Re: [PATCH v2 bpf-next 00/18] BPF token

"Andy Lutomirski" <luto@xxxxxxxxxx> · Tue, 04 Jul 2023 14:05:08 -0700

On Mon, Jun 26, 2023, at 3:08 PM, Andrii Nakryiko wrote:
> On Fri, Jun 23, 2023 at 4:07 PM Toke Høiland-Jørgensen <toke@xxxxxxxxxx> wrote:
>>
>> Andrii Nakryiko <andrii.nakryiko@xxxxxxxxx> writes:
>>
>> >> applications meets the needs of these PODs that need to do
>> >> privileged/bpf things without any tokens. Ultimately you are trusting
>> >> these apps in the same way as if you were granting a token.
>> >
>> > Yes, absolutely. As I mentioned very explicitly, it's the question of
>> > trusting application. Service vs token is implementation details, but
>> > the one that has huge implications in how applications are built,
>> > tested, versioned, deployed, etc.
>>
>> So one thing that I don't really get is why such a "trusted application"
>> needs to be run in a user namespace in the first place? If it's trusted,
>> why not simply run it as a privileged container (without the user
>> namespace) and grant it the right system-level capabilities, instead of
>> going to all this trouble just to punch a hole in the user namespace
>> isolation?
>
> Because it's still useful to provide isolation that user namespace
> provides in all other aspects besides BPF usage.
>
> The fact that it's a trusted application doesn't mean that bugs don't
> happen, or that some action that was not intended might be attempted
> (due to a bug, some deep unintended library "feature", or just because
> someone didn't anticipate some interaction).
>
> Trusted here means we believe our BPF usage is not going to spy on
> sensitive data, or attempt to disrupt other workloads, because of
> design and code reviews, and we intend to maintain that property. But
> people are still involved, of course, and bugs do happen. We'd like to
> get as much protection as possible, and that's what the user namespace
> is offering.
>

I'm wondering if your approach makes sense for Meta but maybe not outside Meta.  I think Meta is a bit unusual in that it operates a huge fleet, but the developers of the software in that fleet are a fairly tight group.   (I'm speculating here.  I don't know much about what goes on inside Meta, obviously.)

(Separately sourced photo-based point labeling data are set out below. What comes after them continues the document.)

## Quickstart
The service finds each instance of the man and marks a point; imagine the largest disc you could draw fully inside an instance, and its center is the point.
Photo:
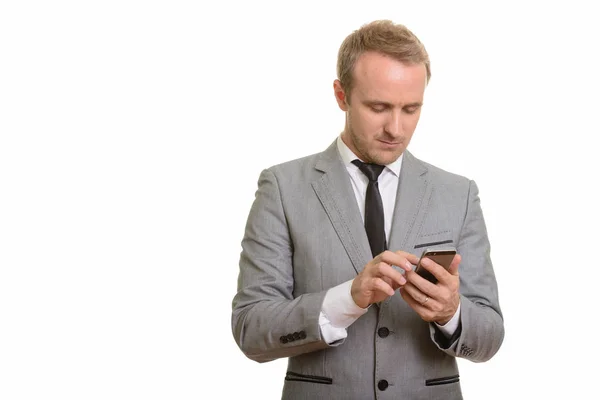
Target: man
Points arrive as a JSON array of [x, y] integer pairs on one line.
[[327, 265]]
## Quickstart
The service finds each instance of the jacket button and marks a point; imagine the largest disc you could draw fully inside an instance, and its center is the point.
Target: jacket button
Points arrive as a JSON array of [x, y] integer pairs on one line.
[[382, 384]]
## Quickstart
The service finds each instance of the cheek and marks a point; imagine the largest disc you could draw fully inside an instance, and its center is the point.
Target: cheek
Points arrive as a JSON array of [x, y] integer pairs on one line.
[[370, 124]]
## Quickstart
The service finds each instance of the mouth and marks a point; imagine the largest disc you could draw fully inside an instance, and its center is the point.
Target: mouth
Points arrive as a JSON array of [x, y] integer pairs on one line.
[[388, 143]]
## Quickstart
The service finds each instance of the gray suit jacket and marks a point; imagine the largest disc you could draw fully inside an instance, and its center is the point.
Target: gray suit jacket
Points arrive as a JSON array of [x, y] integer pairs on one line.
[[305, 235]]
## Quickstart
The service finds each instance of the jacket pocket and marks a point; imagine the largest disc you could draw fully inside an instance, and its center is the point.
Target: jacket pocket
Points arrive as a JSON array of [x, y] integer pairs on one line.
[[437, 238], [292, 376], [442, 381]]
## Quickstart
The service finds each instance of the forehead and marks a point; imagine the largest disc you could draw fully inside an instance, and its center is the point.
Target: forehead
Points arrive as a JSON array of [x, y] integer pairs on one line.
[[380, 77]]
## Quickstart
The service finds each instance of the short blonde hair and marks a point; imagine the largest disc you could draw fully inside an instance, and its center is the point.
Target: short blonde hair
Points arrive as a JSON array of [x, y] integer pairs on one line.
[[382, 36]]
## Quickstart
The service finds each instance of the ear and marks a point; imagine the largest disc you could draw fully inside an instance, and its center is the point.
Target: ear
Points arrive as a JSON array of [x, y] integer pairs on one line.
[[340, 95]]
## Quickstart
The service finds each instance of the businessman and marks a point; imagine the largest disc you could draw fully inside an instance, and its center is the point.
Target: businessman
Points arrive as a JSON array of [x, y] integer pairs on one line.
[[327, 269]]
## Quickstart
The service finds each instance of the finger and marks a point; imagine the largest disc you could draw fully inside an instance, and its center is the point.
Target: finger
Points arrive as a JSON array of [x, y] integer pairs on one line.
[[453, 269], [415, 304], [415, 293], [401, 260], [379, 284], [413, 259], [385, 270], [436, 270]]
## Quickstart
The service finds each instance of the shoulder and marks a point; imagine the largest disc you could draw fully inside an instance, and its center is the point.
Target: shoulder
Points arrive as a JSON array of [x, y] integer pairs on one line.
[[441, 177]]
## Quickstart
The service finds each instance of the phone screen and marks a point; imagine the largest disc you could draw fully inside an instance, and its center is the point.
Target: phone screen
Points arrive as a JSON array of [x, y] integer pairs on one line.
[[441, 257]]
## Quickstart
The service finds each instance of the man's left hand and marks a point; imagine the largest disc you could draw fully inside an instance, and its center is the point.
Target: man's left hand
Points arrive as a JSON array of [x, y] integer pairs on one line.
[[434, 302]]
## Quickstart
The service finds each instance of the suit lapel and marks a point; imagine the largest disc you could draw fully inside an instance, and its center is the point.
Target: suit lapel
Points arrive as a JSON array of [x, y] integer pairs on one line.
[[412, 197], [335, 193]]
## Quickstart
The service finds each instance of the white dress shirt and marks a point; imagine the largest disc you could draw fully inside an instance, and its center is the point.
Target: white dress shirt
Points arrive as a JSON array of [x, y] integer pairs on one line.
[[339, 310]]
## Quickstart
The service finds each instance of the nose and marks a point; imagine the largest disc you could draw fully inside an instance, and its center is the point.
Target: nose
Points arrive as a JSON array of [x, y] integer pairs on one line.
[[393, 124]]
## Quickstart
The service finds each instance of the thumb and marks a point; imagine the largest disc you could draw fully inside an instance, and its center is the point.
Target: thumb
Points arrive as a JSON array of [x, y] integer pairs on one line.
[[453, 269]]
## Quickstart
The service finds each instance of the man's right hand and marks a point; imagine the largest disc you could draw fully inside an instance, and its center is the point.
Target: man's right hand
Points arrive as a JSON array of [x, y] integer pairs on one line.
[[378, 280]]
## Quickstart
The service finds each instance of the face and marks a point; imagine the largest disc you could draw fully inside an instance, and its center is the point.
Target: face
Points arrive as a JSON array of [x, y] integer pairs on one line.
[[383, 108]]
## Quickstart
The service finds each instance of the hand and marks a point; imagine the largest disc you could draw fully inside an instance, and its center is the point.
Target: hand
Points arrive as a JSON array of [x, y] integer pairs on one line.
[[378, 280], [434, 302]]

Concretely, you say "we believe our BPF usage is not going to spy on sensitive data".  Who is this "we"?  The kernel developers?  The people developing the BPF programs?  The people setting policy for the fleet?  The people creating container images that want to use BPF and run within the fleet?  Are these all the same "we"?

For a company with actual outside tenants, or a company that needs to comply with various privacy rules for some, but not all, of its applications, there are a lot of "we"s involved.  Some group develops software (or this is outsourced -- the BPF maintainership is essentially within Meta, after all).  Some group administers the fleet.  Some group develops BPF programs (or downloads them from outside and hopefully vets them).  Some group builds container images that want to use those programs.  Some group deploys these images via kubernetes or whatever.  Some group prepares reports for that say that certain services offered comply with PCI or HIPAA or FedRAMP or GDPR or whatever.  They're not all the same people.

Obviously bugs exist and mistakes happen.  But, at the end of the day, someone is going to read a BPF program (or a kernel module, or whatever) and take some degree of responsibility for saying "I read this thing, and I approve its use in a certain context".  And then *that permission* should be granted.  With your patchset as it is, the permission granted is not "run this program I approved" but rather "read all kernel memory".  And I don't think that will fly with a lot of potential users.

> For BPF-side of things, we have to trust the process because there is
> no technical solution. Running outside the user namespace we also
> don't have any guarantees about BPF. We just have even less protection
> in all other aspects outside of BPF. We are trying to improve our
> story with user namespace to mitigate what's mitigatable.

But there *are* technical solutions.  At least two broad types, as I've been trying to say.

1. Stronger and more flexible controls as to which specific programs can be loaded and run.  The people doing the trusting may very well want to trust specific things (and audit which things they've trusted, etc.)

2. Stronger and more flexible controls as to what programs can do.  Right now, bpf() can attach to essentially any cgroup or tracepoint if it can attach to any at all.  Programs can acccess all kernel memory (because alternatives to bpf_probe_kernel_read() aren't really available, and there is no incentive right now to add them, because there isn't even a way AFAIK to turn off bpf_probe_kernel_read()).

Progress on either one of these could go a long way.